Decolonizing International Relations Studies through Korean Literature
By Young Chul Cho
Abstract: This paper aims to un-suture Westphalian IR common sense from a non-essentialist and situated perspective in South Korea, in the context of decolonising IR. Toward this end, the paper methodologically looks at a South Korean novel, A Grey Man, published in 1963, the time when it was the early postcolonial period of South Korea and at the height of the Cold War. In doing a contrapuntal reading of Westphalian IR via the non-Western novel, the paper also attempts to do a different worlding and conceptualising of the international from the below. This paper mainly addresses the following set of questions. How do yellow negroes (subject race) make sense of themselves, their roles and life-modes in the world defined for them by the white West (master race)? How do yellow negroes understand and reply to the white West who has been hegemonic in world politics and history? What are A Grey Man’s ways of resisting, engaging with, or relating to the hegemonic West who is already internal to himself?

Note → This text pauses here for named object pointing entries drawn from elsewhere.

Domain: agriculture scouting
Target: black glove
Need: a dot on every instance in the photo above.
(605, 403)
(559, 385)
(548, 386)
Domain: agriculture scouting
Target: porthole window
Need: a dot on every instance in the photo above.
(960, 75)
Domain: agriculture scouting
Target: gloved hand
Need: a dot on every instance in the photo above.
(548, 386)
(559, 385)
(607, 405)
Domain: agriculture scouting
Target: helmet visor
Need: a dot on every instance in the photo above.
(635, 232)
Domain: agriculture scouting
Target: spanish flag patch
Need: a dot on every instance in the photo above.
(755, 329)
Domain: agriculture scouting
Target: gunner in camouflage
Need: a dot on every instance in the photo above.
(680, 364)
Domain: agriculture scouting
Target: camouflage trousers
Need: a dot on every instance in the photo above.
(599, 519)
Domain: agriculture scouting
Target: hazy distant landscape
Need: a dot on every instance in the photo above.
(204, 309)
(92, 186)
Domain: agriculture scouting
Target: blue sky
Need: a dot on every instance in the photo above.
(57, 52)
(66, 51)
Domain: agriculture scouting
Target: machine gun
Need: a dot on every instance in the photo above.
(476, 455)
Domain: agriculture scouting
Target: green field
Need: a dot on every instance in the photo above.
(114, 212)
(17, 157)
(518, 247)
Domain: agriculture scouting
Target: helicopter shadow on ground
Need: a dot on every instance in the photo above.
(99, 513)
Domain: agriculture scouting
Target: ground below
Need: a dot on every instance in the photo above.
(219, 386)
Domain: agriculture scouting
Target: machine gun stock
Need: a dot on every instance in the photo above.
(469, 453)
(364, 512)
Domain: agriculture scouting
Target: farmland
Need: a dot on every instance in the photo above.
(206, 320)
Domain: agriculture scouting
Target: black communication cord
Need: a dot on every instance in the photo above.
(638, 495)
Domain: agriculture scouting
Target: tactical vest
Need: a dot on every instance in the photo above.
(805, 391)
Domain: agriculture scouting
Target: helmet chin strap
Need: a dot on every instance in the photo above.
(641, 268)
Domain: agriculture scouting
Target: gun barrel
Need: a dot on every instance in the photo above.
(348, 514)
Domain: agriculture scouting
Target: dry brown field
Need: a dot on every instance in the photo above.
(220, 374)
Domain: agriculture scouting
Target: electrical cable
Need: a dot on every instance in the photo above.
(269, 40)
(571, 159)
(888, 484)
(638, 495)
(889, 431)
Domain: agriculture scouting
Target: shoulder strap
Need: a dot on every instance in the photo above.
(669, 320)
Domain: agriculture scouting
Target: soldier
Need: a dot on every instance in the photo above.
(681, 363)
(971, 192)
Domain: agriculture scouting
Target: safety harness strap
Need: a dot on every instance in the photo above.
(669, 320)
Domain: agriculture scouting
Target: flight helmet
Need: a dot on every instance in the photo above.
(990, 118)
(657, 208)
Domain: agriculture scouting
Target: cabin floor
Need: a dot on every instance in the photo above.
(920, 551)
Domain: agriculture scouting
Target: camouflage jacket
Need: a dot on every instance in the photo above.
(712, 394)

Young Chul Cho (Ph.D. in International Relations) is Professor in the School of International Studies at Jeonbuk National University in Jeonju, South Korea. Before taking up the current position, he taught at O.P. Jindal Global University (India), Leiden University (the Netherlands). He was a visiting scholar at National Taiwan University and National Chengchi University in Taiwan (ROC). His teaching and research interests include International Relations theory, critical geopolitics, non-traditional security studies, East Asian studies, knowledge production and travel, and philosophy. His articles can be found in Cambridge Review of International Affairs, Review of International Studies, International Journal, International Relations of the Asia-Pacific, Asian Perspective, Korean Observer, and so on.
Korean Feminism and Backlash politics in South Korea
By Hye Min Ryu
Abstract: This paper aims to provide a new perspective on the current backlash against feminism in South Korea. The Korean society is currently experiencing a strong backlash against feminism. As this anti-feminist tendency has been widely shared by the young Korean men, the tendency became ‘the twenties men phenomenon’ in Korean society. Nevertheless, Korean feminism, which had been understood as an integral part of Korean democracy, looks withering amid the backlash associated with ideologies of ‘fair’ and ‘meritocracy’. Renowned feminist scholars even admitted that Korean feminists have lost the effective feminist language to combat it. In this paper, I argue that the current backlash in South Korea is not regressive to what Korean feminism seemed to achieve since the democratization in 1987 but rather presents new politics in South Korea. This paper concludes that the meaning of ‘progressiveness’ and ‘conservativeness’ in South Korean society could be discussed in the context of the backlash politics.
Hye Min Ryu is a doctoral student in political science at Yonsei University. Her research interests are in critical theory, feminism, and postcolonialism. Hye Min completed her undergraduate degree in East Asian Studies at University of Toronto and master’s degree in Political Science at Yonsei University.